Moreover, it is uncertain that the rate cuts will have a positive impact on consumption. They could even be counterproductive. According to surveys published after the rate cut in late July, consumers interpreted the move as anticipation of an economic downturn, and not as support for the economy. As a result, consumer confidence fell. These expectations could have an effect on consumption in the coming months.
However, household consumption remains the driver of American growth for now. In the second quarter, although this slowed slightly, household expenditure surged by 4.3%, led by the consumption of durable goods (up 12.9%). In July, retail sales rose by 0.7% when economists were only expecting a 0.3% increase.
A decline in consumption would be catastrophic for the White House, which will seek to boost it, at least until the election, at the risk of worsening an already record-breaking budget deficit. "We’re looking at various tax reductions," said Trump a few days ago, before tempering his remarks and clarifying that that wouldn’t happen right away. Among the options being considered: a reduction in social security contributions, which does not have Trump’s support because it is invisible to the consumer-voter; further tax cuts, as the effects of tax reform have now disappeared; or the return of some tariffs, which can hurt consumers...
The American president is also tempted to satisfy his electoral base through sectoral aid. He will especially have to indulge farmers, who have been hit hard by his trade war. The White House has already paid $28 billion in subsidies to the sector to compensate for the Chinese retaliation, particularly on soybeans. Trump also signed a decree erasing the student debt of some 25,000 veterans disabled or wounded on the front lines, amounting to an estimated $750 million. However, observers expect measures for the middle class, whose support tipped the balance in favor of Trump in 2016, and has been overlooked during the tax reform.

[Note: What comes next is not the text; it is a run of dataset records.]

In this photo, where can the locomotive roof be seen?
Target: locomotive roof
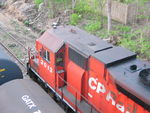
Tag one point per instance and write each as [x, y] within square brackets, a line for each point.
[84, 43]
[130, 80]
[25, 96]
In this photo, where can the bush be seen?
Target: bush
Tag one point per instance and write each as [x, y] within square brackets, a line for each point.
[82, 8]
[139, 45]
[93, 26]
[74, 19]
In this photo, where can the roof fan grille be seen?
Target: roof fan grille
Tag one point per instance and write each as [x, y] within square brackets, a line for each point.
[145, 76]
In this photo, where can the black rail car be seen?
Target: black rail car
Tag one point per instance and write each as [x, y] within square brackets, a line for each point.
[8, 69]
[26, 96]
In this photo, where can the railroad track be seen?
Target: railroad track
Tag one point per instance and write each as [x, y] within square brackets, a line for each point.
[5, 43]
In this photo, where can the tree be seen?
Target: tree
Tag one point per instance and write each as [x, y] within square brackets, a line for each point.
[73, 3]
[109, 15]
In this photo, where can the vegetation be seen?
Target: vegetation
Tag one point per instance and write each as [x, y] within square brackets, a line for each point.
[74, 19]
[87, 14]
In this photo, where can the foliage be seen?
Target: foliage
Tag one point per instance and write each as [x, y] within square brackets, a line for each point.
[83, 7]
[26, 22]
[93, 26]
[38, 2]
[139, 45]
[74, 19]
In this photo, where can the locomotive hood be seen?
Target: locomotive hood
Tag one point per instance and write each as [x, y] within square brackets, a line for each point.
[130, 78]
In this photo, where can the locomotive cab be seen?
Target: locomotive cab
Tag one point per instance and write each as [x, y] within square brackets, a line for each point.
[48, 61]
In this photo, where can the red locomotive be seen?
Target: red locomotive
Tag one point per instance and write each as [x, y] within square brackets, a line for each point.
[90, 75]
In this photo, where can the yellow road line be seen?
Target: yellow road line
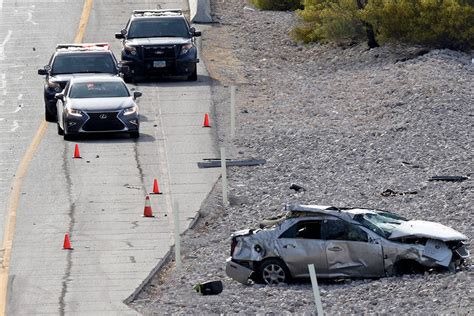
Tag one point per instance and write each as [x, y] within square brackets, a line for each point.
[20, 174]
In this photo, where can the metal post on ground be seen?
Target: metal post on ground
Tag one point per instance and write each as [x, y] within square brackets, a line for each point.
[314, 283]
[232, 112]
[177, 236]
[225, 200]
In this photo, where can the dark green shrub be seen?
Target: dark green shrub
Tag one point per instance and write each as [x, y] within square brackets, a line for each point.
[277, 5]
[435, 23]
[326, 20]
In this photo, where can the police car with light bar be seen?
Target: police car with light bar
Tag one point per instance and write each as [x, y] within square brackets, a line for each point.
[71, 60]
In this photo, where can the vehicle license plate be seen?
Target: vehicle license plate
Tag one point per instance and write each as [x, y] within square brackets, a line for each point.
[159, 64]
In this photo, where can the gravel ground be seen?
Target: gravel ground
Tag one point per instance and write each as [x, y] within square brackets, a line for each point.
[346, 124]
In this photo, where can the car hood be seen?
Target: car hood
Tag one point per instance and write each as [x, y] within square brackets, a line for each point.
[101, 104]
[158, 41]
[425, 229]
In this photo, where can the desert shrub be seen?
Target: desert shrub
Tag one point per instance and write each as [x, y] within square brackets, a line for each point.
[329, 20]
[277, 5]
[435, 23]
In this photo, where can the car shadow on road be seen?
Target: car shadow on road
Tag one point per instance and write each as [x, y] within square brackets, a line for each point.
[203, 80]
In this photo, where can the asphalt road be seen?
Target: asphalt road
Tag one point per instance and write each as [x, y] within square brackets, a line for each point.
[99, 199]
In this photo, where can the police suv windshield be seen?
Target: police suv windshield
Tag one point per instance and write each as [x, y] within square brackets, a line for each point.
[70, 63]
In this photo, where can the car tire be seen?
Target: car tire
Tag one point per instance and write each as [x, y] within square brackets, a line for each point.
[403, 267]
[60, 130]
[127, 79]
[193, 76]
[48, 116]
[273, 272]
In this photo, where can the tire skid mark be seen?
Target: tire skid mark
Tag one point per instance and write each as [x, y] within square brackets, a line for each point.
[2, 45]
[139, 166]
[72, 221]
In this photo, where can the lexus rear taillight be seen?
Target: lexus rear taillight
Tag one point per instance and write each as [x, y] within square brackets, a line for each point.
[233, 244]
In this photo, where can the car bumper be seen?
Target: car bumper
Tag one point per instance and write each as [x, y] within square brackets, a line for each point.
[177, 67]
[50, 100]
[90, 122]
[237, 272]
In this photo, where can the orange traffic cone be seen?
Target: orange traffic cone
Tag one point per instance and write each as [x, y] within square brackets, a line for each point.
[156, 189]
[147, 212]
[76, 152]
[206, 121]
[67, 243]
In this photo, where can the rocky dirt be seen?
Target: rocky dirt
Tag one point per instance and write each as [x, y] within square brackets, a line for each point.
[346, 123]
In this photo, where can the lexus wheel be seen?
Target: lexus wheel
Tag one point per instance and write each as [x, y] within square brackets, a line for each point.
[60, 130]
[48, 116]
[193, 76]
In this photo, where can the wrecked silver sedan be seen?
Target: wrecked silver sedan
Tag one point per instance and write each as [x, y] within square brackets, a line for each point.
[342, 243]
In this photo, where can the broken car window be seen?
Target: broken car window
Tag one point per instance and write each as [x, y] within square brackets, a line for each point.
[304, 230]
[383, 223]
[339, 230]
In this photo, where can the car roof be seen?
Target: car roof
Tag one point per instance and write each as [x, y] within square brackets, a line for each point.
[97, 78]
[81, 52]
[347, 213]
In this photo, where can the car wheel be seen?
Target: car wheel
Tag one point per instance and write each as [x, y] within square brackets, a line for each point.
[193, 76]
[408, 267]
[48, 116]
[274, 271]
[60, 130]
[127, 79]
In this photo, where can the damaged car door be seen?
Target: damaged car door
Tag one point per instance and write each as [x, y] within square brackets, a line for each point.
[350, 251]
[301, 245]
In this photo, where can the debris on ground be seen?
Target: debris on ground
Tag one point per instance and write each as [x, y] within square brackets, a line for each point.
[209, 288]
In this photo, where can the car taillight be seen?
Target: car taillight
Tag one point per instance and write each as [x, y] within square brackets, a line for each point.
[233, 244]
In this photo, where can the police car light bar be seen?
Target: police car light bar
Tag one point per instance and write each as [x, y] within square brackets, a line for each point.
[158, 12]
[84, 46]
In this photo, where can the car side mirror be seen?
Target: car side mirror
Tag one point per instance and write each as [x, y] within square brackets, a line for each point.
[194, 32]
[124, 69]
[137, 94]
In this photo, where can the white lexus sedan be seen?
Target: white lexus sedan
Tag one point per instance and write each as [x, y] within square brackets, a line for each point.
[97, 104]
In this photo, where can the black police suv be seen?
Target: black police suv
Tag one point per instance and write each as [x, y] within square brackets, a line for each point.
[159, 42]
[71, 60]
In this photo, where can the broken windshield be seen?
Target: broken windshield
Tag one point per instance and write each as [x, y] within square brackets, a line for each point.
[383, 223]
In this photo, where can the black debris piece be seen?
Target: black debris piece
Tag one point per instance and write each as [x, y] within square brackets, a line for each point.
[296, 187]
[448, 178]
[209, 288]
[390, 192]
[231, 163]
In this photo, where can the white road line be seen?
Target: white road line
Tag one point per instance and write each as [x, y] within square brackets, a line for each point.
[15, 126]
[2, 45]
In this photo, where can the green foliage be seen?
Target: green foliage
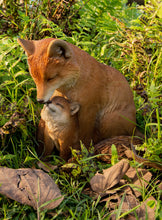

These electoral gestures will not be enough to mitigate a slowdown in consumption, which appears increasingly structural. Firstly, many believe that U.S. consumption remains largely artificial, driven by credit. David Rosenberg, Gluskin Sheff's chief economist, even speaks of a "credit bubble" and notes that real wages (after inflation) have actually stagnated over the past several months. In July, they even fell 0.3%, according to figures from the Department of Labor.
Another phenomenon worries economists and confirms the theory that the downturn has been caused by structural factors: low spending among the wealthiest. In a society without unemployment, where the incomes of the richest have increased, in proportion, significantly more than those of any other social class, their consumption should be at its peak.
The Rich Are Spending Less
But this is not the case. The rich are investing more money than they were a few years ago but are favoring low-risk investments. Luxury real estate is experiencing its worst year since the 2008 crisis. Department stores like Nordstrom and Barney’s, which attract a wealthy clientele, are in trouble. And for the first time in a decade, art auction sales declined in the first half of the year (down 22% at Christie's, down 10% at Sotheby's).
There are several explanations for this: Cyclical factors may play a role, with the uncertainties surrounding the trade war; however, there are also structural factors. The 2008 crisis has left its mark and calls for caution, longer life expectancy and flaws in the pension system highlight the need for bigger savings, and the shortcomings of the health care system encourage even the richest to save money for fear of being hit hard.
Therefore, Trump’s possible economic recovery plans do not matter: Consumption is likely to decline. The White House can always console itself and reflect on the figures from previous election years. Traditionally, consumption remains strong in the year of a presidential election. This has always been the case since the 1980s, with the exception of the 2008 crisis.